Finalmente España ha sacado adelante el partido, frente a un adversario muy duro: la condición física. Esta noche en el Filipo II hemos visto la gran importancia que tiene la forma de los futbolistas en su rendimiento. Y, sinceramente, todos pensábamos a priori que el encuentro sería de trámite, sin muchas dificultades. Perfecto para que los jugadores cojan un poco de rodaje, y no cansarse demasiado; pero la selección tuvo que esforzarse en la segunda parte.
El mediocentro español totalmente apagado durante el partido, con un Xavi demasiado cansado para presionar y ofuscado para organizar. Xabi Alonso sin poder quitar el trabajo suficiente a la pareja de centrales, que por otra parte, estuvo continuamente demasiado lenta para tirar el fuera de juego. Los dos goles del macedonio Pandev -que nos hizo recordar al triplete del irlandés Healy; sí, cuando España estaba "acabada"-, vinieron precisamente de esos fallos defensivos.
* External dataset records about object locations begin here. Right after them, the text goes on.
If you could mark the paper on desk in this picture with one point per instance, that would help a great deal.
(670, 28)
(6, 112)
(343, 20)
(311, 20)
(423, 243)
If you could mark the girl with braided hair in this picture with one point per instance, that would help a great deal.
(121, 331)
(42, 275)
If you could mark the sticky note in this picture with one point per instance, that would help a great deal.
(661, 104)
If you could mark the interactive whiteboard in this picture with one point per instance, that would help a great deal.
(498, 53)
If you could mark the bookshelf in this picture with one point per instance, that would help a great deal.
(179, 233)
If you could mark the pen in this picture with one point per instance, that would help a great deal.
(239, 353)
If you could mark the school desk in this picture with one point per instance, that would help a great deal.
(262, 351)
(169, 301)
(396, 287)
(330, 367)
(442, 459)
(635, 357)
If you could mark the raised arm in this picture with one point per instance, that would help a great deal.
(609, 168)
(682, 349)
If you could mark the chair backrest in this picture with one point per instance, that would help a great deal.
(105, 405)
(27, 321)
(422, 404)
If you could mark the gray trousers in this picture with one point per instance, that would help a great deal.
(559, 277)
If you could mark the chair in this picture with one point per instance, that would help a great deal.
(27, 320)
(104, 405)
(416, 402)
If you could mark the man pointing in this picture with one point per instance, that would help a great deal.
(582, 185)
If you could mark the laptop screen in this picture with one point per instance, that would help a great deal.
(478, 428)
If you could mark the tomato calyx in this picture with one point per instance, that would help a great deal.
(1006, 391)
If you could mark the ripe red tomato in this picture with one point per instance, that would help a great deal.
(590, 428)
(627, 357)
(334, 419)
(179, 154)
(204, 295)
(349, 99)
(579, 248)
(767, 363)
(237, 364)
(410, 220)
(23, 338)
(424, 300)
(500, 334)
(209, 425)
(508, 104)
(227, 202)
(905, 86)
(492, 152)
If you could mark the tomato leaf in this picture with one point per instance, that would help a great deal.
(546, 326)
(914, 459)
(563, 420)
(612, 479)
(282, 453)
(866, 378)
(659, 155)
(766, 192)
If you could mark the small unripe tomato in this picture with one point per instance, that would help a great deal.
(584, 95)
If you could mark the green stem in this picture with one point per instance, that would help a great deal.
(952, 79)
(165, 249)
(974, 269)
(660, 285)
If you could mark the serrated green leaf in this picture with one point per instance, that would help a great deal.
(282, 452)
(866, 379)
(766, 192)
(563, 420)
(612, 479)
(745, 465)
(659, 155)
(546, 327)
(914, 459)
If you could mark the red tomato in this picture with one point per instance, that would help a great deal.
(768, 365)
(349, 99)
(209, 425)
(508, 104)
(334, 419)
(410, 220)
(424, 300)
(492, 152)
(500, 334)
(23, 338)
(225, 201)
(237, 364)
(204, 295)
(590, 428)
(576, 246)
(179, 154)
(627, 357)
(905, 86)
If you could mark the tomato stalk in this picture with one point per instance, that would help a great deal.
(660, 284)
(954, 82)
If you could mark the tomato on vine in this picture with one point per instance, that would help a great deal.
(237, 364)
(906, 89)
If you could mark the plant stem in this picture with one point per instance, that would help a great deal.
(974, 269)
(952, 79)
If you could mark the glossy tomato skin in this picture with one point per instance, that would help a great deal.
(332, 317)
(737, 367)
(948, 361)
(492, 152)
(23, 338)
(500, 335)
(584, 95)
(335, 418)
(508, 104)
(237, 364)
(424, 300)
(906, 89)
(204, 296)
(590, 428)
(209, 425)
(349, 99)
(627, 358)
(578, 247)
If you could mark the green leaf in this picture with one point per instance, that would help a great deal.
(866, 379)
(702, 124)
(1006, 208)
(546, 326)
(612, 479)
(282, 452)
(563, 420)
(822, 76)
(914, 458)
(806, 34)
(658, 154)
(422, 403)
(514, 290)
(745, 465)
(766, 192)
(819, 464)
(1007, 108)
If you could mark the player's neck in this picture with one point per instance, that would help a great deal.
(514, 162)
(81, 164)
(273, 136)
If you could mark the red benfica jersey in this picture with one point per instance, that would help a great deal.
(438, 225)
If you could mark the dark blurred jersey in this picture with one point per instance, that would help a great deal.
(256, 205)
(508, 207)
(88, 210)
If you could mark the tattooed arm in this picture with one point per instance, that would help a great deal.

El "niño" no tenía espacio suficiente donde tirar sus desmarques o para realizar una carrera endiablada, algo que viene siendo demasiado habitual en las actuaciones de Torres con la roja. Anotó el primer gol de España y apenas podríamos destacar algo más. Villa tiene un olfato goleado increíble, y pese a que le faltaba chispa, sus llegadas eran las más peligrosas (un gran tiro suyo al palo pudo recortar distancia en la primera mitad).
La segunda parte fue una historia totalmente diferente, salvo porque los contraataques de los macedonios continuaban siendo igual de peligrosos que al comienzo. Sin embargo, el desgaste de los primeros 45 minutos se dejó notar, y el 4-5-1 hizo su función: mayor presencia en el mediocampo y más peligro por las bandas. Si no tuvieramos dos delanteros tan buenos, todo el mundo lo aceptaría por bueno, pero quizás resulte más efectivo con los contrarios más cansados, de plan B.
De especial importancia fue Riera, que hizo el tercero (tras el segundo de Piqué, que aprovechó un rechace). Sin duda, durante la dedicatoria y el zapatazo el del Liverpool estaba pensando en su amigo Dani Jarque. La fuerza que imprimió en las dos acciones querían llegar al cielo, quería plantar batalla a la injusta vida.